There has been a rash of new web UIs based on HTML5. Is a web UI the same as an API? Can we assume that a new HTML5 web UI is making use of an API on the back end, creating a new API, or is it using an older API? Presenting a web-scale UI today usually means an HTML5 UI. In many ways, this is better than the security bug-ridden flash APIs that existed in the past. Is this really about graphical front ends, user experience, or APIs? Or is it a question of all three?

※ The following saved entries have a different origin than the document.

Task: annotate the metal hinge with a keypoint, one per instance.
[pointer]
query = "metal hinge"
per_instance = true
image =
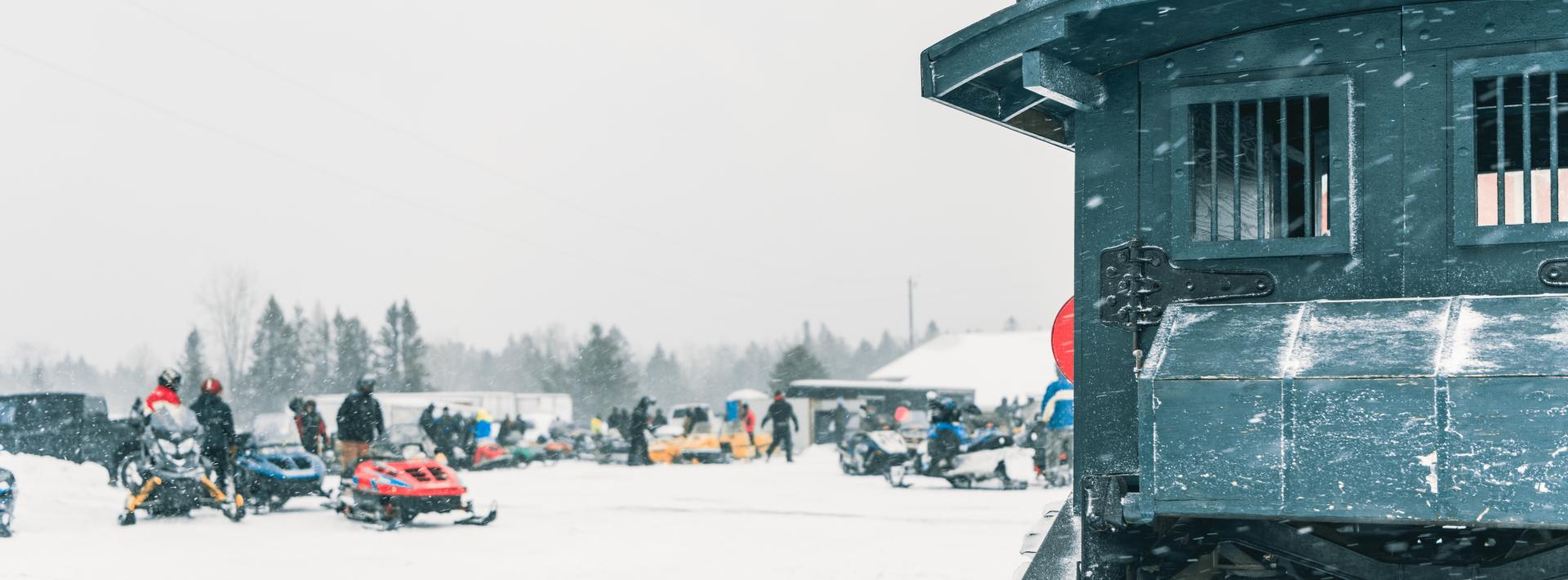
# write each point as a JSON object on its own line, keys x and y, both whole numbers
{"x": 1554, "y": 271}
{"x": 1137, "y": 283}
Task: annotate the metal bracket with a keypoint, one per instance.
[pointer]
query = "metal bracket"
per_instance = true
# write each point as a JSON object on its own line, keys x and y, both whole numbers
{"x": 1554, "y": 271}
{"x": 1137, "y": 283}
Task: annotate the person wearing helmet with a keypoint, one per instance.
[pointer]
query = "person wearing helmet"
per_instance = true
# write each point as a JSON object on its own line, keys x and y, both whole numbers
{"x": 216, "y": 421}
{"x": 783, "y": 417}
{"x": 637, "y": 426}
{"x": 358, "y": 424}
{"x": 167, "y": 392}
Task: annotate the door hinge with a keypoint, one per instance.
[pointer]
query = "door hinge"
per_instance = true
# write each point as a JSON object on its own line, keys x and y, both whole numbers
{"x": 1137, "y": 283}
{"x": 1554, "y": 271}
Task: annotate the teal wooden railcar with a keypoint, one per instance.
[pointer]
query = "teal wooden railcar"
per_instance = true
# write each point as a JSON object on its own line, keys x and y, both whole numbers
{"x": 1322, "y": 254}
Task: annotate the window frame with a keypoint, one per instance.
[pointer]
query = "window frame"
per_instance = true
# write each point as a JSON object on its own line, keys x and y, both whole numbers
{"x": 1462, "y": 160}
{"x": 1341, "y": 167}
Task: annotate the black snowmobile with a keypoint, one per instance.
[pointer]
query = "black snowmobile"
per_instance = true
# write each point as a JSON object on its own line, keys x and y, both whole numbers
{"x": 168, "y": 475}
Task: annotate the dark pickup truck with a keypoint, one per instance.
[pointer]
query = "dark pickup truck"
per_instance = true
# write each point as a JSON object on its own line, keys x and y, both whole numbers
{"x": 71, "y": 426}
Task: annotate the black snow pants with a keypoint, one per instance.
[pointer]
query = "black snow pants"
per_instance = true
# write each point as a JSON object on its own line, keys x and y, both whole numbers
{"x": 639, "y": 453}
{"x": 220, "y": 464}
{"x": 783, "y": 436}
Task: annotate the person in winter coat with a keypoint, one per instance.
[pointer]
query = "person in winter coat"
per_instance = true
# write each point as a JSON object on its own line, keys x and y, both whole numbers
{"x": 637, "y": 433}
{"x": 358, "y": 424}
{"x": 313, "y": 428}
{"x": 427, "y": 422}
{"x": 167, "y": 392}
{"x": 783, "y": 417}
{"x": 216, "y": 422}
{"x": 841, "y": 421}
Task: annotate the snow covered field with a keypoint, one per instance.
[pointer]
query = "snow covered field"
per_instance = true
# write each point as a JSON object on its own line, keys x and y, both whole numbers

While I personally am not a fan of graphical user interfaces, I do use one every day. Why I am not a fan stems from the past inherent slowness of graphical UIs, and web-based ones are no different. In the high-performance computing world, and in the LINUX or UNIX world, the command line rules. The command line often requires some bit of code between the application and the user: an API of sorts—not always an official API, but one that works. This is the foundation of the Puppet and Chef scripts we see today. Back in the depths of time, those products started as ways to organize and chain together the scripts we continually rewrote to make our systems work.

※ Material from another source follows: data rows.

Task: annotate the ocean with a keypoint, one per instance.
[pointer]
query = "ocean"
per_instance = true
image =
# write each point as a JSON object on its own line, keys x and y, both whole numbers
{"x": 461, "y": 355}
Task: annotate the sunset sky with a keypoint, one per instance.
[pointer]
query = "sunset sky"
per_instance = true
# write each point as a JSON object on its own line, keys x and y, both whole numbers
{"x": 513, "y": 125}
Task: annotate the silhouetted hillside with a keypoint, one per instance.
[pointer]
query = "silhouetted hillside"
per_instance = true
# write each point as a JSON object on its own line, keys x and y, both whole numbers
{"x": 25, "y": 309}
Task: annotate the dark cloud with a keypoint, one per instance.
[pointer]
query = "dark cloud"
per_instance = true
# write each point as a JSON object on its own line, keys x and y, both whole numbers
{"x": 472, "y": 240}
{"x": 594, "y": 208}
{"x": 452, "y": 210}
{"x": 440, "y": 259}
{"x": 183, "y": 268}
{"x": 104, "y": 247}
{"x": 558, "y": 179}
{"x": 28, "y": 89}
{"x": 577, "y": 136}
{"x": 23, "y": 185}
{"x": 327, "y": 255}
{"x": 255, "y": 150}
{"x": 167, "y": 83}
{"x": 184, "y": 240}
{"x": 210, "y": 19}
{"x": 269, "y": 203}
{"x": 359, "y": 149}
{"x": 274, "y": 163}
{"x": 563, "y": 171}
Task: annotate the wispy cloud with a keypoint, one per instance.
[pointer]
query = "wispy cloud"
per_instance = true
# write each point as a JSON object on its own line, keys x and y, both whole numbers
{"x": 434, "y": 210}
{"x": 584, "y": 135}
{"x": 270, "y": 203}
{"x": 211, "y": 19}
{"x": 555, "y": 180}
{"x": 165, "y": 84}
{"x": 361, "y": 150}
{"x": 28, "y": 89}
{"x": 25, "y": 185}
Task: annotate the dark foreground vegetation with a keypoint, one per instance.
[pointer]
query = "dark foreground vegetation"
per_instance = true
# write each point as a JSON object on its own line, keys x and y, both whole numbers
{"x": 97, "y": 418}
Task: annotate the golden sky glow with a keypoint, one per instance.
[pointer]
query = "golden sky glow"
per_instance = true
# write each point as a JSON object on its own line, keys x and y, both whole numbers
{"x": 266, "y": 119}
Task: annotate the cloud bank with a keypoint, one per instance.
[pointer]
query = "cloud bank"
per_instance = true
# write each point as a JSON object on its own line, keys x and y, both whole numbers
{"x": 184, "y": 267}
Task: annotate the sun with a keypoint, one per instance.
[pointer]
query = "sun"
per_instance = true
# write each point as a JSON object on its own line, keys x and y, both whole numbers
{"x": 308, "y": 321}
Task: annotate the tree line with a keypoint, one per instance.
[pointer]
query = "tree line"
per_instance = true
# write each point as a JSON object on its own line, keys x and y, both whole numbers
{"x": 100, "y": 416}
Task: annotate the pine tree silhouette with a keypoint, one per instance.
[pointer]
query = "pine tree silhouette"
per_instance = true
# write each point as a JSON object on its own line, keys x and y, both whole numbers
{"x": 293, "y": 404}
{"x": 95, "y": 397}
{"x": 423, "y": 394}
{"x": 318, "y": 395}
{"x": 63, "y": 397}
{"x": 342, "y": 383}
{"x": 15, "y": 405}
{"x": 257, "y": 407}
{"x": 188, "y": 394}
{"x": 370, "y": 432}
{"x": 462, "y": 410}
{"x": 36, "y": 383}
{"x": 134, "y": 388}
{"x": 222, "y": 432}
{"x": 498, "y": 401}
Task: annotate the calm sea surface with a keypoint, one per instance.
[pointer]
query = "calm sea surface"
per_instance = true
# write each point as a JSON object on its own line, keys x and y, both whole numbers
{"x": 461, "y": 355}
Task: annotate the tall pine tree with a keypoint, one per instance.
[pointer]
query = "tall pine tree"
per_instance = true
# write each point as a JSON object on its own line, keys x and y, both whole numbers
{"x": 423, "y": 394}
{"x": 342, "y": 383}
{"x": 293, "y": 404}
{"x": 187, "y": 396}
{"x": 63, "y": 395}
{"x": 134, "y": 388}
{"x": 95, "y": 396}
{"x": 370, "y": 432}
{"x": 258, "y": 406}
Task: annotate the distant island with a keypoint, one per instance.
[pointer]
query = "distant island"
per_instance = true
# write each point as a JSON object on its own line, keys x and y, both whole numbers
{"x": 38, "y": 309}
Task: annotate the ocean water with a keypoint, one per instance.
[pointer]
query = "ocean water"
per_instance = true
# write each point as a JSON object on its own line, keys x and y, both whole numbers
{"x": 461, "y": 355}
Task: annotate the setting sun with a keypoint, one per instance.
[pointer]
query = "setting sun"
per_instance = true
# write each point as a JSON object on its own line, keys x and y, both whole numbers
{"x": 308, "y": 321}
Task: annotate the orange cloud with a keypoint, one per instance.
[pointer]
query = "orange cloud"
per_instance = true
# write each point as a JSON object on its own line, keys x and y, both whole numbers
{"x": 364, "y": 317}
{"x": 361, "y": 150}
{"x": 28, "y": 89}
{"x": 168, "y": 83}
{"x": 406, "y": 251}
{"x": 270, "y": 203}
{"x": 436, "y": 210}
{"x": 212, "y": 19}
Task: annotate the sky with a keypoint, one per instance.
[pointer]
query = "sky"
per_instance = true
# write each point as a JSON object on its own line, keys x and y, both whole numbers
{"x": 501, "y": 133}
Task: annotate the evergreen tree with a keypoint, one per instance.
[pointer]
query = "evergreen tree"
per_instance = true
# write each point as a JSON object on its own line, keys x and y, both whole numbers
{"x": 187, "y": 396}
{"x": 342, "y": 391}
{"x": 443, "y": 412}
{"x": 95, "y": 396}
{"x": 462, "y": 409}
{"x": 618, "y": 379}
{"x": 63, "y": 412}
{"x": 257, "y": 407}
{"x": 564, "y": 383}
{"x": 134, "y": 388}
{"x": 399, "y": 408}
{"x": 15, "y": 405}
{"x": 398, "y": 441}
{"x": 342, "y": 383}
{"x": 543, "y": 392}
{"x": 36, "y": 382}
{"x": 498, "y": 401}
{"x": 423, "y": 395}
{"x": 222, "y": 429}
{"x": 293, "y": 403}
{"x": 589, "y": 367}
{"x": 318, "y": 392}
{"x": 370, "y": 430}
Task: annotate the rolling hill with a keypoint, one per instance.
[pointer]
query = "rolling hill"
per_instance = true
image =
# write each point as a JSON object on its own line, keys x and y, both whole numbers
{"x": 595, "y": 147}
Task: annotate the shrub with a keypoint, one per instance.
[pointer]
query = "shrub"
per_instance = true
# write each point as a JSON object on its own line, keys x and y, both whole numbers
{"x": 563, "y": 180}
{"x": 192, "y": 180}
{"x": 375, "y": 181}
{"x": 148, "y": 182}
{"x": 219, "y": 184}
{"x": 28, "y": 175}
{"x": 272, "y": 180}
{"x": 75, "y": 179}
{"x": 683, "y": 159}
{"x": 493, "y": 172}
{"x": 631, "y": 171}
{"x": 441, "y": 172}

What seems odd today is that the command line and APIs are seen as incredibly new and interesting, and even caused Microsoft to create its own shell. In today’s computing, where everything is an abstraction, this is a good thing. Yet, it is still a cycle. Are the web UIs we are seeing today more of that cycle? I think so. Most people need UIs to make sense of things. APIs are often hard to understand, and they aren’t standard across platforms. They require more depth of knowledge to use effectively. Managing API keys, for example, is much harder than many people believe. Embedding keys directly into code is a cause of fraud and theft within AWS that costs some companies hundreds thousands of dollars monthly.
APIs are the world of today. Getting a handle on them is a major part of current IT taskings. This is where Puppet comes in. We also see a brand new breed of products and reinvented products driven solely by their APIs. This is a question I ask of vendors: “Is there an API I can use?” I prefer this answer when I hear it: “Our entire web user interface is driven by our APIs.” This is an excellent approach, as others are trying to use the tools via an API, and web UIs will push APIs in very different directions, often for the better.
This is not a debate about web UI vs. API: it’s about APIs being used 100% within web UIs. Private interfaces to gain access to data is not the way of the future: that’s the path that leads to breakage in items like microservices. Private interfaces can stall products when attempting to move forward into the new world of containers, microservices, and cross-hypervisor, cross-cloud applications.
This is the real reason we need well-defined APIs usable by shell scripting technologies, RESTful, and other APIs in the future. Containers are here to stay. Microservices are the future (as they were the past). Creating an application around a well-defined set of tools that presents a service, does it well, and is all it does is where we need to be. We are now back to “keep it simple” (do one thing well) services that we can chain together to create our applications.
These services all speak APIs, which can accommodate new services added to the chain, the workflow, and the application to manipulate our data.
A vendor’s web UI is a perfect place for the vendor to start using its own APIs. The future beckons, and it is driven by APIs.